Here's an elementary type argument I learned, based on unique splitting $T=S+A$ of linear operators $T: \mathbb{R}^n \to \mathbb{R}^n$. 

(i) every linear operator $T$ can be uniquely decomposed $T=S+A$ where $S$ is symmetric ${}^tS=S$ and $A$ is antisymmetric ${}^tA=-A$. 

The meaning of symmetric and antisymmetric operators has a physical interpretation, where every force $T$ is factored as a radial force along the orthogonal eigenspaces of $S$, and the curl-type rotational force $A$. 

(ii) Now with respect euclidean quadratic cost $c(x,y)=-x\cdot y$, the $c$-optimal transportation plans are those plans which have zero rotational component, i.e. $T=S=\nabla \phi$ for a function $\phi$. It is elementary that $T$ is positive (semi) definite iff $\phi$ is (semi) convex.  

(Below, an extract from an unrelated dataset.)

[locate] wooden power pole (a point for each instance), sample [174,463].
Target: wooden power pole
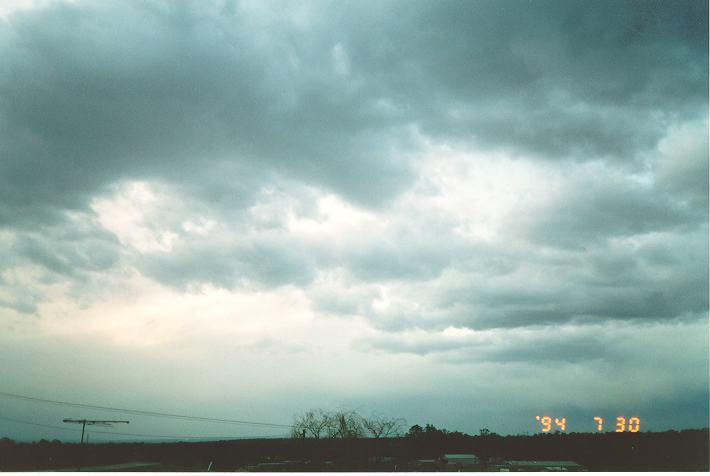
[85,422]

In *physical* terms, I understand Brenier-McCann's polar factorization theorem as saying that energy-optimal optimal transport plans move particles along rotation-free trajectories. Every source particle $dx$ has a target $dy$ and is direction by the energy-optimal transport plan $\pi$ to "Keep straight, and don't twist or rotate until you arrive at your destination."